The validation/inspec/ directory contains InSpec audit profiles for Docker EE. These can be used to continuously audit a running Docker EE cluster and validate its configuration against applicable controls at both the FedRAMP Moderate and High baselines.
Instructions for using these profiles can be found in the validation/inspec/ directory.
Refer to the Contributing Guide for instructions on contributing to this project.
The OpenControl schema is defined by the Kwalify schema validator and YAML parser. Each component definition in the Docker Enterprise Edition Advanced tier is tested against this schema using the PyKwalify Python port of the Kwalify specification. The Dockerfile in the root of this repository is used only by CircleCI for running the component tests within a container.

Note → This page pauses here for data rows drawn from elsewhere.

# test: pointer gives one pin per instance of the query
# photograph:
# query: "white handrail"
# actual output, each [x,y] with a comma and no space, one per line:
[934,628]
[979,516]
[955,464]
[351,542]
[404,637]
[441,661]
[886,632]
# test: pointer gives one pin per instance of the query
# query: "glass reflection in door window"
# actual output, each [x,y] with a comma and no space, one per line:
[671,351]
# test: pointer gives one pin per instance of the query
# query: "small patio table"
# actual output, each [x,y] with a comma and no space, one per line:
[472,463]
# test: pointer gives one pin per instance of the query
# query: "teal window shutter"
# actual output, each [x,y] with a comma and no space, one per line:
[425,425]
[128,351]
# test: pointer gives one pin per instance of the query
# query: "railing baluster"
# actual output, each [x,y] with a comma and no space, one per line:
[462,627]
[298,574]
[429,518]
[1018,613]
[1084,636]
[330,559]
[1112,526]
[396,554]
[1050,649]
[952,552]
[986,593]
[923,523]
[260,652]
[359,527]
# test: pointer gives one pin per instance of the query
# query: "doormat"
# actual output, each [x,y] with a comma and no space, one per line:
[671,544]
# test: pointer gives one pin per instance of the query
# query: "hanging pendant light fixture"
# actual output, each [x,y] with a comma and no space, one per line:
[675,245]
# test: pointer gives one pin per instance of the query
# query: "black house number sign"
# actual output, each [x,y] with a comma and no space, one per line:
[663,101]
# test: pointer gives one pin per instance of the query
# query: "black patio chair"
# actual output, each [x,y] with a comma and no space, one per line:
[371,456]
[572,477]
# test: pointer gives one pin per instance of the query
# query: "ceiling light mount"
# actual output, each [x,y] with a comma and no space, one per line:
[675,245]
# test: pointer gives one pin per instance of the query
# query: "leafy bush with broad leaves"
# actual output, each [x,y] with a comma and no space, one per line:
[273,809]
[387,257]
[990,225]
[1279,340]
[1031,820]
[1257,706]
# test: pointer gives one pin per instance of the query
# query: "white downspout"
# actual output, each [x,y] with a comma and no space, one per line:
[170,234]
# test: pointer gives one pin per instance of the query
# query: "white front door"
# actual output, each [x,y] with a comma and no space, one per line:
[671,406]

Thorough documentation of the relevant security controls for each of the Docker EE components is a critical aspect of this project. It's imperative that not only is each control satisfied, but that the contents of the actual narratives match that which is defined by NIST 800-53. As such, we've started to experiment with natural language processing tooling. We've included a set of utilities in the project backed by Microsoft Cognitive Services that demonstrate ways that the security assessment process can be enhanced with artificial intelligence.
The nlp/ directory contains a few utilities that we've developed. Contributions welcome!
The potential use cases for natural language processing in documentation efforts are pretty wide-ranging. As such, our goal with this example is to open the door to new and exciting ways to build security and compliance documentation.